We can now go through the same thought process with the second person to be activated. Imagine this person starting with a red ball. The total number of people remains unchanged, so whenever someone hands out new red balls, these go to N-1 other people. However, the number of such events goes down from N to N-1, as one person was already activated before the whole process of handing out red balls could start. Thus, if this person’s power is P2, their final contribution to the total power of the crowd will be P2*(1 + (N-1)*2^(N-2)).

From these observations we already know everything we need. It is clear that we want to activate the people in decreasing order of their initial power to maximize their contribution to the result. And once we know this, we can group them by power (which is conveniently done in the input already) and for each such group we can then easily compute their total contribution by summing a geometric series.

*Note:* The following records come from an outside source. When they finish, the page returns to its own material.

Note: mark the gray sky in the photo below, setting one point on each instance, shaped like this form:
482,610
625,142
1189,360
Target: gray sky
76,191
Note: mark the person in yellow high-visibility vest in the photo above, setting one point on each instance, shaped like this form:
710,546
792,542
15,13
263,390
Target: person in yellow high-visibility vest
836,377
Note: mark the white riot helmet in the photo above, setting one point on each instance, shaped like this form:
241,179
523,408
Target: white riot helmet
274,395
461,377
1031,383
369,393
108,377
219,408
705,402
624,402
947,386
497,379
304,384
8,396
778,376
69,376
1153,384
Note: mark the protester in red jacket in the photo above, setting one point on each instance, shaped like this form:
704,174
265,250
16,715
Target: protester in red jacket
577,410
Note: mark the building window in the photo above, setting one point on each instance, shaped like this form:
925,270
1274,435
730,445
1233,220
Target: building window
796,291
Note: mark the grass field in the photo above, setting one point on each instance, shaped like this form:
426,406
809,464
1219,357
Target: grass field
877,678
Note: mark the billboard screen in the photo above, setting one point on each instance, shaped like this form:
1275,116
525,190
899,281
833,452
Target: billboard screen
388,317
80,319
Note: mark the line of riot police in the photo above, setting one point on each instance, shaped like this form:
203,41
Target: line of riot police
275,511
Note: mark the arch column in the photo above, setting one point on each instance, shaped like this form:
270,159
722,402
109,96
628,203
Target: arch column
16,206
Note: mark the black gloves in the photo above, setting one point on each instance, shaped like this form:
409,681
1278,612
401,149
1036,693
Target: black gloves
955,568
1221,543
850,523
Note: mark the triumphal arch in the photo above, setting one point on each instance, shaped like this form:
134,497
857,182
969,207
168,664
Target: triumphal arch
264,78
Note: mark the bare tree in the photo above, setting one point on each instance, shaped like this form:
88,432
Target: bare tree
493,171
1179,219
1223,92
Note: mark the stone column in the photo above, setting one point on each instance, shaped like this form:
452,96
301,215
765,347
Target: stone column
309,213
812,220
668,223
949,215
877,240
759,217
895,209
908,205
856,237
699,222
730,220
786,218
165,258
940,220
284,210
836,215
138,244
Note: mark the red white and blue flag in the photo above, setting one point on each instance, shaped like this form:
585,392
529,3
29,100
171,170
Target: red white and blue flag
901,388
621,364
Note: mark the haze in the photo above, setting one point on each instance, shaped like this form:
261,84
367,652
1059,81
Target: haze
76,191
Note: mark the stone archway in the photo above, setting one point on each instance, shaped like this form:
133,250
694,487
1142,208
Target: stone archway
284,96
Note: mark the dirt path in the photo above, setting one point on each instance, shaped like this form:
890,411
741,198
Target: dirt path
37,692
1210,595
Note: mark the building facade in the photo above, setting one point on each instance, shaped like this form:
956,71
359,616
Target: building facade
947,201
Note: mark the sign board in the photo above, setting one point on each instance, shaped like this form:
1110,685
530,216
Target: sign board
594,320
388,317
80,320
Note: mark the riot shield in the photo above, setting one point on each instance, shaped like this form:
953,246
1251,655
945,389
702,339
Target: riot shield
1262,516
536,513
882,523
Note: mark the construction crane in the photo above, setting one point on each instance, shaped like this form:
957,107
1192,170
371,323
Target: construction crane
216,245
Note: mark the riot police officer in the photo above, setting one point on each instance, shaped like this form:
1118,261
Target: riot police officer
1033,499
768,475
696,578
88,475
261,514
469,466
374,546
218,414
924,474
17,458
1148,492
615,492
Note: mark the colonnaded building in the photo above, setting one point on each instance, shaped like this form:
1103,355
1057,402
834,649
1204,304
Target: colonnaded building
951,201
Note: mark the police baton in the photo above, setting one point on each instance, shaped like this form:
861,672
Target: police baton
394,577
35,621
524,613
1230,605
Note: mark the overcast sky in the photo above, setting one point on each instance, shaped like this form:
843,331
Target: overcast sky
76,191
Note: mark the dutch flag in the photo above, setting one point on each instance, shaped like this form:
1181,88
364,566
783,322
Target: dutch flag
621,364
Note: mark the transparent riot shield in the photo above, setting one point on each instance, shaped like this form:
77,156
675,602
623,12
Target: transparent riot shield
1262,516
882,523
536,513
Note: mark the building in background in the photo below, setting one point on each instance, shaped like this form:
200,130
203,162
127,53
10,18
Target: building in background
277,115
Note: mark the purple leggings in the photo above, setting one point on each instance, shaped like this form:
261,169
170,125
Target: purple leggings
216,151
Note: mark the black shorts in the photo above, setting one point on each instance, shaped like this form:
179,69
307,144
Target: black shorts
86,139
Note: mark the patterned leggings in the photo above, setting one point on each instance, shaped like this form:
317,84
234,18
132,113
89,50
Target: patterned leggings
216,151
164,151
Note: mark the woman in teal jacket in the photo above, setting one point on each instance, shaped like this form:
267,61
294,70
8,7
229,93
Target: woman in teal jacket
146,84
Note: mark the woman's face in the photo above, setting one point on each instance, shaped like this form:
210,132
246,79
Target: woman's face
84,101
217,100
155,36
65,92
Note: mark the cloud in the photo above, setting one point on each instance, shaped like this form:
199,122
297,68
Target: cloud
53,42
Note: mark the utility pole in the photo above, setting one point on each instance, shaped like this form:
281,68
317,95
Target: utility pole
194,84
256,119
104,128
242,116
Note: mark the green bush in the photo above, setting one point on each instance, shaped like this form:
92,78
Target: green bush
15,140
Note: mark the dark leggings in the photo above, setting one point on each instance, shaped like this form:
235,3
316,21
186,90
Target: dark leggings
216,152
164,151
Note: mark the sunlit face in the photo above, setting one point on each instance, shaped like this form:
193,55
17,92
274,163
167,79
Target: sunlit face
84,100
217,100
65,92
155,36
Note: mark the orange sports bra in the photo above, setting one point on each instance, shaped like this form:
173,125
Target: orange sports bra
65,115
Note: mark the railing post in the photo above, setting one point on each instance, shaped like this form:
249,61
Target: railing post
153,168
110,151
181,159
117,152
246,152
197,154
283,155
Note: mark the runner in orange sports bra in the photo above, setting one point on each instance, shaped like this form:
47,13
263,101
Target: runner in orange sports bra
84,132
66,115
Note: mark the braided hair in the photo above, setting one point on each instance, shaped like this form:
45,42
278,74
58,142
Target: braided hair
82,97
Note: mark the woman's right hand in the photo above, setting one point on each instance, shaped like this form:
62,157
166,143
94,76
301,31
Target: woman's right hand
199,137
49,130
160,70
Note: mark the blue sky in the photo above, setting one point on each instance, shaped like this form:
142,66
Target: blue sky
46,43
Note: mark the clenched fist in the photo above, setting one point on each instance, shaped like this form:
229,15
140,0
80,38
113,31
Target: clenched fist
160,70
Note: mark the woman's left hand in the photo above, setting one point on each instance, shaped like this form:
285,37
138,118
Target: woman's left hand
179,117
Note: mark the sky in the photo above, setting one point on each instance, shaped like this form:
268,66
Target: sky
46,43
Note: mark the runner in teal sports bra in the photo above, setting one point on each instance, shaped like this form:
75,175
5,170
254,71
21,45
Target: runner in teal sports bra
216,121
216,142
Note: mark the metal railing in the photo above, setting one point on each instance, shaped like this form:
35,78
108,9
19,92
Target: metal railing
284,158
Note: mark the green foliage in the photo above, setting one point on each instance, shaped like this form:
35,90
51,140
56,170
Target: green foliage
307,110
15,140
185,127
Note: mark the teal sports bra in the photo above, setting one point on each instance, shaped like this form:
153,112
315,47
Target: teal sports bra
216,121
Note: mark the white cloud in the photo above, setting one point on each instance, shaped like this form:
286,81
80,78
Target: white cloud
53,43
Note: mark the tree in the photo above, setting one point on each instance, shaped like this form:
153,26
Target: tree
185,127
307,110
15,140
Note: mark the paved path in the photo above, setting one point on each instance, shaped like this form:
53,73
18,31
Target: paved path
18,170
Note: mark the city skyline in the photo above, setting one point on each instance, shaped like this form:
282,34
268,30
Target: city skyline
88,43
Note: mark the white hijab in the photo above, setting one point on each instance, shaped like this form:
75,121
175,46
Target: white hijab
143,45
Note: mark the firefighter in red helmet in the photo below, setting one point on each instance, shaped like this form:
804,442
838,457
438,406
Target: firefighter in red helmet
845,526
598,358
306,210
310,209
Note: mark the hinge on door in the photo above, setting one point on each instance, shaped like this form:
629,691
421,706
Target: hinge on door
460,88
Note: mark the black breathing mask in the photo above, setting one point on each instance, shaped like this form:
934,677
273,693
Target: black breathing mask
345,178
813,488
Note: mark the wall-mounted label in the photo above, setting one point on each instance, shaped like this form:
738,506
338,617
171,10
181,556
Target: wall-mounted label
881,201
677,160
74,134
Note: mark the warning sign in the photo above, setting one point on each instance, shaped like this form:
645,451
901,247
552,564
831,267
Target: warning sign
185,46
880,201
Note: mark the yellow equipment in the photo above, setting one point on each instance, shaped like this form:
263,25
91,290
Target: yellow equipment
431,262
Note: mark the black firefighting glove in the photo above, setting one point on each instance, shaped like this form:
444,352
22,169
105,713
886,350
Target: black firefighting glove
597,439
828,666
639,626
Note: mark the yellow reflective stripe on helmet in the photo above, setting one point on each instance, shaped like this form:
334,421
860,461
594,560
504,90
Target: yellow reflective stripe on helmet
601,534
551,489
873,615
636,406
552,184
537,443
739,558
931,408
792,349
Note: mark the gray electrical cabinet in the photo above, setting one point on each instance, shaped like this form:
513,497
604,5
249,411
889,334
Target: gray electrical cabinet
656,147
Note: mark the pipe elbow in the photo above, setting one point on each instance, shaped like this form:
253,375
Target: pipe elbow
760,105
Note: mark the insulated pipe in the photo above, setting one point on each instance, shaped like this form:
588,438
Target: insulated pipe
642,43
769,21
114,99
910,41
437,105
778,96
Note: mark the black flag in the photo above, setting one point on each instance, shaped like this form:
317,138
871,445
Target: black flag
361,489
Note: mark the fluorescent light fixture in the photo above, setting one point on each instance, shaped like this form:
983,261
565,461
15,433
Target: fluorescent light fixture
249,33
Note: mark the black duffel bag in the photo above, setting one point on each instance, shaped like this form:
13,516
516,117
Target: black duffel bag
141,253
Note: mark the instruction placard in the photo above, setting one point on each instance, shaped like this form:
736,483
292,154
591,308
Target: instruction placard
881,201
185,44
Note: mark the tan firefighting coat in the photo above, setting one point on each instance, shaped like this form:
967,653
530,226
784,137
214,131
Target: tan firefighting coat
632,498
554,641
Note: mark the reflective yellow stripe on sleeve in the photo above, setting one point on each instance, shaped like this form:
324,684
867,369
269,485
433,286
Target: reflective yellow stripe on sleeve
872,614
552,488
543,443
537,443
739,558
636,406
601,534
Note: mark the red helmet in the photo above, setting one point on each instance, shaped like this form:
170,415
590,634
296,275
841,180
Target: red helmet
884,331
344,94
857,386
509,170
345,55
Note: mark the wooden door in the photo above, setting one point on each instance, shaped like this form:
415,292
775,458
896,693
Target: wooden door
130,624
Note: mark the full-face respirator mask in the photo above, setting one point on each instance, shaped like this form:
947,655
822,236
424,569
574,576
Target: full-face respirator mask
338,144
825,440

Finals 200pt: RepeatFreeSquares

This was an easy problem for speed-solving. All we need to realize is that if a number has no repeated digits, it has at most 10 digits. Thus, all possible elements of our sequence are less than 10^10. And as they are squares, they are numbers of the form x^2 with x < 10^5. And this observation tells us that we can afford to generate and filter: try all possible x, for each of them compute x^2 and check whether it has the desired property.

Finals 1000pt: CardConcat

For this problem we clearly need to find some polynomial-time solution using dynamic programming. There are multiple approaches that pass (we intentionally did not push the constraints too much). One possible approach follows.

For each card c and each d we want to count how many numbers contain the card c followed by exactly d other digits. If we denote this count as cnt[d], the answer is clearly the sum of cards * cnt[d] * pow10(d) over all c, d.

For counting cnt[d], we can split it into groups based on how many cards (x) are used to form those d digits after our card. Once we fix x, we can separately count tail[d][x] = the number of ways to form a d-digit number using x of the cards other than c, and head[n-1-x] = the number of ways to form anything using the remaining n-1-x cards. Both of these values can be computed using dynamic programming. A fast way of computing tail[d][x] involves first computing the values tail[d][x] for the situation when we are allowed to use any card, and then for each specific c computing tail[d][x] by subtracting the contribution of card c to tail[d][x].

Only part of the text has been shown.